Microfluidic system to grow colorectal organoids for use in stratified medicine
Current targeted treatments for cancer often fail because they are based on the identification of driver gene mutations or the expression of cancer pathway components which accurately predict drug responses in only a small subset of tumours. In reality, tumour development is a highly dynamic process leading to a vast intra- and inter-tumour heterogeneity that hinders accurate diagnosis, identification of effective treatment methods and contributes to therapeutic resistance. There is a need to identify improved, targeted drug therapies, to tailor treatments to patient-specific cancer subtypes and to minimise toxic side-effects.

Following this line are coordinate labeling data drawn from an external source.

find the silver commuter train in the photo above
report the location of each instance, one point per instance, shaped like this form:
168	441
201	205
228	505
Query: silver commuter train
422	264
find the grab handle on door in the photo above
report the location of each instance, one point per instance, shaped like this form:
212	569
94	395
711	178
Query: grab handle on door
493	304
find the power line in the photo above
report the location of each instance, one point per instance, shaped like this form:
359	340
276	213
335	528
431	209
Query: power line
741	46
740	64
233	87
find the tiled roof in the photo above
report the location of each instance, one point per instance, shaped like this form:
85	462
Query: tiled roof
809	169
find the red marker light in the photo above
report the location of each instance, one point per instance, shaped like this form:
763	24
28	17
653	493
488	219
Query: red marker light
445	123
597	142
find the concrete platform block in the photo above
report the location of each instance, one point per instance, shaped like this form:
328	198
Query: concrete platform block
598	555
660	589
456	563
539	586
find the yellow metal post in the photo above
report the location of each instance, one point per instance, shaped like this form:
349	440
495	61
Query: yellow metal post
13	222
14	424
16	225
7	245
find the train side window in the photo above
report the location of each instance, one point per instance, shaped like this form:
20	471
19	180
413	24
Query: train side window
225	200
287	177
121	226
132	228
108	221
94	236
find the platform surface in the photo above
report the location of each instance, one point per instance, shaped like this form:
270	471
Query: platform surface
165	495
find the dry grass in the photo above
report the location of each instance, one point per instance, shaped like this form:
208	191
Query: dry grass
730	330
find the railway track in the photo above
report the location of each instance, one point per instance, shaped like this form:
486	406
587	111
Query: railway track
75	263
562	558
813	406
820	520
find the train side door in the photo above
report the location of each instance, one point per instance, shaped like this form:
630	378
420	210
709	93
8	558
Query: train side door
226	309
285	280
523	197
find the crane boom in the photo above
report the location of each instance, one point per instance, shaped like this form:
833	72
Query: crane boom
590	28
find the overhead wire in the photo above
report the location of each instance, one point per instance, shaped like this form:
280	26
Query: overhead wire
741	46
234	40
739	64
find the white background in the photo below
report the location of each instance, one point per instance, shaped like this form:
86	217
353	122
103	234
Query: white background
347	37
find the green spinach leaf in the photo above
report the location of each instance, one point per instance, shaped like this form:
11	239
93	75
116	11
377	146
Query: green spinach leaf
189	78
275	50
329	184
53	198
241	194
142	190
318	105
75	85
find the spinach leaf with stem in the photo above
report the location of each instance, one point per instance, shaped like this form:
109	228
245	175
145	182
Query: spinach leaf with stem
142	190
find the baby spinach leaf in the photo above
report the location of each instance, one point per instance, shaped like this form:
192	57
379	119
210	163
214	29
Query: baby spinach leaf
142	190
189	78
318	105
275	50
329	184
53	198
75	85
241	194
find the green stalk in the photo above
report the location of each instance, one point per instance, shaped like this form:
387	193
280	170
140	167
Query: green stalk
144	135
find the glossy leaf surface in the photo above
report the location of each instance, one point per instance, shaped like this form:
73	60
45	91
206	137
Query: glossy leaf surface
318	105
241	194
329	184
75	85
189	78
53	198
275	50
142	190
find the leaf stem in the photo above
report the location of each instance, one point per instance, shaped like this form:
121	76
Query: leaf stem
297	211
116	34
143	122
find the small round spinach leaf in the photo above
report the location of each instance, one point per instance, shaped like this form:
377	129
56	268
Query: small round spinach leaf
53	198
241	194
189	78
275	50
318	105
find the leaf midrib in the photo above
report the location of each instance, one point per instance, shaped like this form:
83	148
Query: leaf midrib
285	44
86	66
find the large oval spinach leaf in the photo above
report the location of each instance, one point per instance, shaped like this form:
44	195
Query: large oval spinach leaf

Patient-derived organoids, 3D cell structures with organ-like characteristics grown from stem cells, have the potential to fulfil the unmet need for targeted therapies. Recent evidence has shown that drug- treated organoids mirror patient responses much more accurately than 2D in vitro and can be used as a powerful tool for efficacy and toxicity tests in drug discovery and genetics research. Morphologically and functionally, cancer organoids recapitulate many features of the tumours from which they were derived. Importantly, as living dynamic 3D systems they simultaneously integrate the output of each patient’s unique genetics, suggesting they may perform dramatically better at predicting therapeutic responses. Using such organoids in a personalised medicine approach, where organoids are generated from the patient’s own tissue, would allow the testing and determination of which available treatment method is most beneficial for the individual patient.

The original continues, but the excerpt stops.